Même expérience pour le vert, puis pour le bleu et toujours même succès. Nous ordonnons alors, après avoir tout mélangé, de mettre les rouges à droite, les verts à gauche. B… ne reconnaît à peu près plus rien, il brouille tout ; il est paresseux, la fatigue est venue. Alors nous remettons au lendemain.

Le lendemain, les mêmes expériences sont faites devant un certain nombre de collègues attirés par la nouveauté de nos recherches. Nous avons soin de donner d’autres échantillons de laines, roulés sur des cartes et inconnus du sujet. Le succès de l’expérience est indiscutable.

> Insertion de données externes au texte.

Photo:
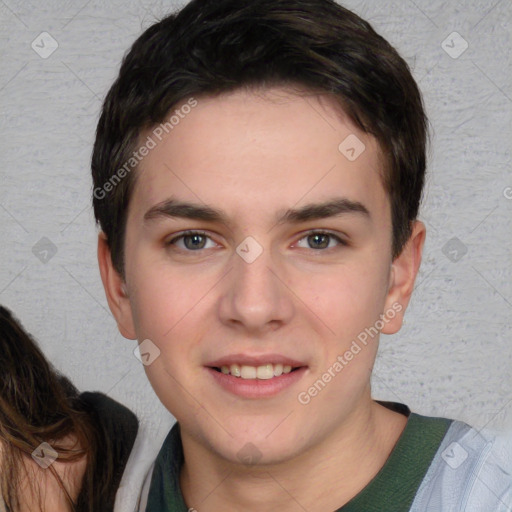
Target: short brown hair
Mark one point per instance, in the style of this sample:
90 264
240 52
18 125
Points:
216 46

Nous voulons voir si les qualités tactiles des laines teintes suffisent à les faire reconnaître. C’est en effet une hypothèse légitime, quoiqu’elle ait peu de valeur, en présence de ce fait que les laines étaient nouvelles et n’avaient jamais été montrées à B… Nous faisons, dans notre cabinet, une nuit absolue, telle qu’aucun de nous ne pouvait distinguer quelque objet que ce fût, et, plaçant la main de B… dans un carton contenant des échantillons nombreux, nous lui commandons d’y prendre les laines bleues. Aussitôt il bouleverse tout, jette au loin, comme un fou, des échantillons quelconques, nous repousse, et semble tellement agité que nous interrompons cette expérience en la croyant manquée ; mais, ayant fait entrer la lumière, nous apercevons aussitôt qu’il tient caché contre sa poitrine quelque objet qui lui semble précieux. Il prend une attitude menaçante si l’on fait mine d’y toucher et nous sommes obligé de l’inhiber pour nous en rendre maître. Or il cachait dans sa poitrine quatre échantillons de laine bleue, qu’il avait réussi à saisir et à distinguer, en quelques secondes, au milieu de la masse.

À diverses reprises, la couleur indiquée lui a donné des impulsions brutales et comme un désir de possession irrésistible.

Un jour, suggestionné pour le rouge, il vint à frôler le pantalon garance d’un de nos collègues de l’armée qui assistait à ces recherches. L’étoffe fascinatrice fut aussitôt saisie et tirée avec une violence telle que sans l’hypnotisation immédiate, c’en était fait du drap d’ordonnance de notre confrère. La précédente expérience semble prouver que des laines teintes peuvent être reconnues par leurs qualités tactiles seules, alors même qu’elles n’ont jamais été vues ni touchées antérieurement.